Of course nothing had happened between them, but the ardent melancholy of her dreams lingered. She remembered standing in the hot sun talking to him, trying to think of something to say that he would think wise. She so badly wanted to impress him. If she closed her eyes now she could smell the dust and the water on the stone and the sharp astringent aroma of crushed herbs. At times when Ingram was hurting her, she had done so deliberately, trying to bring back the innocence she had felt then, the ritual words of forgiveness.

Then she and her father had gone north to San Francisco, to the cooler, bright light on the sea. That was just after the first gold had been found in the river. Her father had set up trade. The wealth, the new people had arrived so fast, he had worked every day and half the night just to keep up with it. He became rich. At that time it was still all good.

She had married—not well, but adequately. It didn't do to be a single woman in those days, unless you were a schoolteacher, or something of the sort. She had had no wish for that, although looking back, she thought it would have been a fine calling. She wanted to taste life far more deeply than any children's classroom could offer. How naïve! But marriage then was an unexplored land for her, full of hope. There had been good times and bad, probably like the marriages of most of the young women she had known.

Then her husband had been killed in a stupid gunfight over a gold claim. She became a respectable widow, and had no desire to marry again. Her father had been too busy to force the issue, but that was a subject she still would not ever revisit willingly.

She still had vivid memories of San Francisco as it grew almost overnight, like a mushroom in a rich meadow. She could remember walking down the street where her father's emporium was and hearing the shouts of building workers, carpenters, roofers, men hauling timbers in horse-drawn wagons. New houses went up every day, and still it was nothing like enough, because more and more ships kept arriving.

Every morning she had drawn back the curtains to look out of her bedroom window with eager anticipation. Her father had always given her some luxuries, like curtains, a proper tin bath with feet, soft leather boots. Her memory was mixed with pleasure and pain, gratitude for all those small things that had mattered so much then. And then there had been the pain of how he changed, how he died.

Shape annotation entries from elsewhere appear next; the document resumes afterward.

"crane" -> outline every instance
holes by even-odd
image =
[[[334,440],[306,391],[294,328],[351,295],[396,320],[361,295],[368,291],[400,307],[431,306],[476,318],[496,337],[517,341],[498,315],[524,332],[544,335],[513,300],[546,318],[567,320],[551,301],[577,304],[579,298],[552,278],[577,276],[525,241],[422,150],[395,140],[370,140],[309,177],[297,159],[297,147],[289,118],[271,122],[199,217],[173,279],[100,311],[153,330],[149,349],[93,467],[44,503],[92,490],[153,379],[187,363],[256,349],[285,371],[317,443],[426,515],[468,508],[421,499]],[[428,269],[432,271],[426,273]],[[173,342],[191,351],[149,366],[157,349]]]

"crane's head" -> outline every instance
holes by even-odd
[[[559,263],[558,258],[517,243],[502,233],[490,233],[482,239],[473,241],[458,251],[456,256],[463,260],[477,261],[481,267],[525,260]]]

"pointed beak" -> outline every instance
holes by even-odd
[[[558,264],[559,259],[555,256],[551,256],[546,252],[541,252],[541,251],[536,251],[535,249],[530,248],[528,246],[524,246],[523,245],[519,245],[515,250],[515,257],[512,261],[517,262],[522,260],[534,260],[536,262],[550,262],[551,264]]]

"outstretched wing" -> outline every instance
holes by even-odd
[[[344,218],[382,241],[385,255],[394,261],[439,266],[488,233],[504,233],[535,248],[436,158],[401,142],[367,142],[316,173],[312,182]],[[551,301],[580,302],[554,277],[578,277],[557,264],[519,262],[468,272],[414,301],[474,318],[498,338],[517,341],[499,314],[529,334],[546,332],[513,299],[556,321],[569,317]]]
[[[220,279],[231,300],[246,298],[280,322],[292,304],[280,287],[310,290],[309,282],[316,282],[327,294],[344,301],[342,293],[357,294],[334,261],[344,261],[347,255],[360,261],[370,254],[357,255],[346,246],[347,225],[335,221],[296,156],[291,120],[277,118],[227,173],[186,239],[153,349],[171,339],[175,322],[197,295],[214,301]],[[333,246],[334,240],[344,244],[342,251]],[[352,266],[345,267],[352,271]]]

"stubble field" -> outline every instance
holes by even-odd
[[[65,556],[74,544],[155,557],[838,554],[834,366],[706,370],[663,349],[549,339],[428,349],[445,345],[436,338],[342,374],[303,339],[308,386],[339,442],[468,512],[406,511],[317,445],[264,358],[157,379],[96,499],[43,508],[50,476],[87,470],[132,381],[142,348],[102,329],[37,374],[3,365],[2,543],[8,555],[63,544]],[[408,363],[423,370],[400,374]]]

People were a little mad with gold fever. There were always new ships in the bay, so many she could hardly see the bright water for their hulls jammed together and the forest of masts. They had crews from all over the earth bringing gold prospectors, gamblers, adventurers, profiteers, and men and women desperate for a new life.

She had befriended a few. She remembered Holly, plump and bright-eyed when she arrived. Months later she was thin, gaunt-faced, her skirts tucked up as she stood in the river endlessly digging and shifting through the pebbles, panning for gold. She and her husband lived on the riverbank, cooked on an open fire, slept on the ground. Beata never knew if they found anything.

More ships came into the bay. Too often their crews caught the gold fever as well and abandoned ship to go prospecting. The captains had to remain; they had no men to work the sails, or anything else. They came ashore, too, bringing with them anything they could use or sell. Some of the ships were even taken apart to use the precious timbers for building houses.